ELA Lá, nas nossas intensidades, focos de luz deformando nossos rostos, a maca em posição inverossímil, a eletricidade e seu protagonismo, as pancadas secas, algodões e o cheiro de sangue coagulado, desafio aos limites de hoje e um pouco mais, a música que parecia nascer dos nossos próprios corpos. Agonias, os suores frios, a morte espreitando, tudo isso reunido entre nós, objetos com força própria, movimentos diferentes e ali nossos corpos, fazendo parte de tudo isso. Nos enganamos quando pensamos que nós é que gerávamos as paixões e a energia, porque quando todo o dispositivo desaparece nos encontramos só com nossa nudez, você e eu, descobrimos com horror que as paixões tão nossas faziam parte da cenografia do acontecimento. Por isso hoje só você e eu enfrentamos o vazio da perda do sentido, e isso é insuportável. Na minha memória só ficou disso tudo a lembrança dos movimentos.
A noção de que está tudo no texto é assustadoramente real. Às vezes, fazendo o caminho de volta ao que foi escrito, tudo parece ter ficado ali, persistindo, fortalecendo as raízes e se reproduzindo. É uma sensação irrevogável. Quanto mais se entende por fora, mais por dentro o texto vai te abrindo outros espaços e nunca será o bastante, porque o espaço literário poeta sozinho. Basta olhar para as linhas para a rima para o fundo do papel, que a resposta é sempre ela mesma um novo e outro princípio. A noção de começo. A noção do possível.
Ele e Ela ali objetos com força própria. Objetos que se fecham em seu contato, que não esperam nada que possa vir de fora. Uma ignorância inata, uma exclusividade pretensiosa e fatal. Somos o mundo ou o mundo nos é? A resposta vem pelo abandono. Quando percebemos o mundo é porque ele nos afagou. Percebemos o mundo inteiro quando ele vem em ondas e faz persistir a nossa dor. A nossa dimensão de universo veio pela falta.
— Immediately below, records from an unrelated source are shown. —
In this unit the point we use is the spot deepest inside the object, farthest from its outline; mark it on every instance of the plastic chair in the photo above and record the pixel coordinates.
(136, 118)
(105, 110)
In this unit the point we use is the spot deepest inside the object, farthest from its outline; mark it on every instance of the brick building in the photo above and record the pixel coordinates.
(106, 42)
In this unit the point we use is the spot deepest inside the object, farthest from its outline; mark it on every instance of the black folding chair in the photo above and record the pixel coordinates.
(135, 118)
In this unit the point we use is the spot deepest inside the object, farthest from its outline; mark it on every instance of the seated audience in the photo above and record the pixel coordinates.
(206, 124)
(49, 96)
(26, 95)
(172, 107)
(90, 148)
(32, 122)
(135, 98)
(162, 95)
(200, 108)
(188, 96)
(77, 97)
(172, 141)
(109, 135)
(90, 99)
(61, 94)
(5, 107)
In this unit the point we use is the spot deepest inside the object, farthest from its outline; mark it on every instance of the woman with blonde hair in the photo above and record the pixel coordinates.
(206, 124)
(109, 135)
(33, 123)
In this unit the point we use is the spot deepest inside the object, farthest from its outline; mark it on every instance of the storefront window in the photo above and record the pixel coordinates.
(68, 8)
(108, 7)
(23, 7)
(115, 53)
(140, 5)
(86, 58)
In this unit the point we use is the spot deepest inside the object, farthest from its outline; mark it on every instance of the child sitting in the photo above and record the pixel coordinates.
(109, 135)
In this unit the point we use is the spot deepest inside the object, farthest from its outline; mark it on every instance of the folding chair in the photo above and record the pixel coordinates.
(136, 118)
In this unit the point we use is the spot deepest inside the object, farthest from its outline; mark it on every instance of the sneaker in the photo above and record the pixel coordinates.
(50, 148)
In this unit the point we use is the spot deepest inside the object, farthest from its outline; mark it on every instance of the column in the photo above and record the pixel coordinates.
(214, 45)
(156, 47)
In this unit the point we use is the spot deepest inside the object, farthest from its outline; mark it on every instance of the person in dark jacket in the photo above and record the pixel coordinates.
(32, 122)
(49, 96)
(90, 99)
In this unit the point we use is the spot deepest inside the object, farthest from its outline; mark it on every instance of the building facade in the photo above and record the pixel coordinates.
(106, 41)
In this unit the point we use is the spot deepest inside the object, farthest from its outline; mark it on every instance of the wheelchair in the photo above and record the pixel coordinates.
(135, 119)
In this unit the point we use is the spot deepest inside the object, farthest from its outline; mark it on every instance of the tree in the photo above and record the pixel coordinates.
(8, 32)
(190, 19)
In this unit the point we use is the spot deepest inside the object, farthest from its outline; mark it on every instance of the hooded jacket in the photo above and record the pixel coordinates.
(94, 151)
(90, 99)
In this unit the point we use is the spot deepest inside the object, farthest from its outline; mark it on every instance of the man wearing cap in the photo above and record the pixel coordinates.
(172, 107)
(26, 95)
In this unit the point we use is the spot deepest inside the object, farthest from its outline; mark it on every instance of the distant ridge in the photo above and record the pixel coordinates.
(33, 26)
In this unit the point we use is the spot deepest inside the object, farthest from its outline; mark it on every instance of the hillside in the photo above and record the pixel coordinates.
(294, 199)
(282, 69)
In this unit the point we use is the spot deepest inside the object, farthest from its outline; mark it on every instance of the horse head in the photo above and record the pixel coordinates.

Hoje eu sei que existe o mundo porque em mim cessou a fala, porque em mim não há explicação, porque em mim queimaram-se os fósforos e resto eu assim, em pausada putrefação. Pausada porque ainda resta tempo para olhar: como estou indo no decorrer das horas.
É dessa força, desse contexto, dessa conjuntura, dessa obra. Estou falando desse monumento, dessa estruturação, desse céu, desse firmamento. Dessa maquinaria, desse DEUS EX MACHINA, somos hoje fruto, somos partida, não resultado. É difícil se ver como caminho, como percurso, não como objetivo concretizado. Operamos o ser deus com as nossas mãos, com os nossos corpos, e é brincando de ser além que nos esquecemos do que somos fomos.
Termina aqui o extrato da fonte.